Las Vegas Sun

March 29, 2024

Harry Reid toils to secure votes on jobs bill

Reid jobs

ASSOCIATED PRESS

Senate Majority Leader Harry Reid of Nevada arrives for a news conference on Capitol Hill in Washington Oct. 5 to discuss President Barack Obama’s jobs bill.

Sun Coverage

Sen. Harry Reid plans to bring up President Barack Obama’s jobs bill this week, and he’s going to do it his way.

Reid has the difficult task of trying to strong-arm resistant Republicans while assisting a Democratic president who doesn’t always consult him on the feasibility of his initiatives before he rolls them out.

Enter the jobs bill. Obama unveiled during a speech to a joint session of Congress in early September his plan to inject $450 billion into the economy by directing the funds toward infrastructure, which would create construction jobs.

Obama has since taken the refrain of that speech: “Pass this jobs bill!” on a campaign tour of the country.

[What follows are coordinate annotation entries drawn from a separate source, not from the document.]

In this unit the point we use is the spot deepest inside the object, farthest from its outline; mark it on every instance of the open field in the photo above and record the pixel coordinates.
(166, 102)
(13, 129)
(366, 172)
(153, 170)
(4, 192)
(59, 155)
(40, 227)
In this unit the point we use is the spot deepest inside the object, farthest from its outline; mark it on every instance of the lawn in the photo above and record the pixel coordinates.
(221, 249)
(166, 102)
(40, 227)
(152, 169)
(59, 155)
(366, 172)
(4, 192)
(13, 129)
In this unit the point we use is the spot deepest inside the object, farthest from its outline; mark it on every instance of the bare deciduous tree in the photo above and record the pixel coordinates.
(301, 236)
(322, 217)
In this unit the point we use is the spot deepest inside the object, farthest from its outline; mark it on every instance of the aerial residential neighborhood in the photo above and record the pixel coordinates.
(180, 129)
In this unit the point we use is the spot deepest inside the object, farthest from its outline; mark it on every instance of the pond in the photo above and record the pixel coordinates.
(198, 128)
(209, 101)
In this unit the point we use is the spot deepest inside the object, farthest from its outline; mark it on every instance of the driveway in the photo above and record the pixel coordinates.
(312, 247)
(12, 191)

But that’s on the road. In the Senate, “pass this jobs bill” — in the sense of go ahead, try to pass this jobs bill — has also taken on the tone of a threat from Republicans, who believe they can vote it down.

For the past month, Reid has been ignoring both as he and Democratic leaders craft an alternative.

Sometimes it’s been subtle: Two weeks ago, Reid deflected questions about his plans for the jobs bill by talking about a jobs agenda headlined by a bill to censure China for unfair currency-manipulation practices.

Sometimes it’s been explosive: Last week, Reid dropped a “nuclear option” procedural move to make it impossible to offer nontopical amendments to legislation after it has cleared setup votes. Senate Republican Leader Mitch McConnell, it just so happens, was trying to force a vote on Obama’s jobs bill in its original form by offering it as an amendment to the Chinese currency measure.

The majority leader has been reminding the public on a near-daily basis that McConnell has made defeating Obama next November his No. 1 priority.

But McConnell isn’t the only one putting Reid in a tight spot. It’s not easy to sell a stimulus bill to Congress while it’s also attempting to tame deficits. That task is even harder because the president proposed paying for half of his bill with reductions in war spending due to the drawdown in military operations: a funding stream lawmakers ultimately eschewed for accounting purposes during the debt-ceiling debate.

The jobs bill the Senate expected to vote on this week substitutes Obama’s plan with a new proposal to pay for it: a 5.6 percent surtax on millionaires — the top 0.4 percent of wage earners in America — which would start in 2013. It would almost cover the cost of the jobs bill, $445 billion of the $450 billion.

Republicans are expected to oppose the policy — and as of last week, Reid didn’t even expect every Democrat to sign on.

But in revising the measure Reid has made arguing against it more uncomfortable: When Republicans say they voted against Obama’s high-priced, so-called jobs bill, Democrats are sure to retort something like yes, you voted against American jobs that were paid for, to protect the profits of millionaires.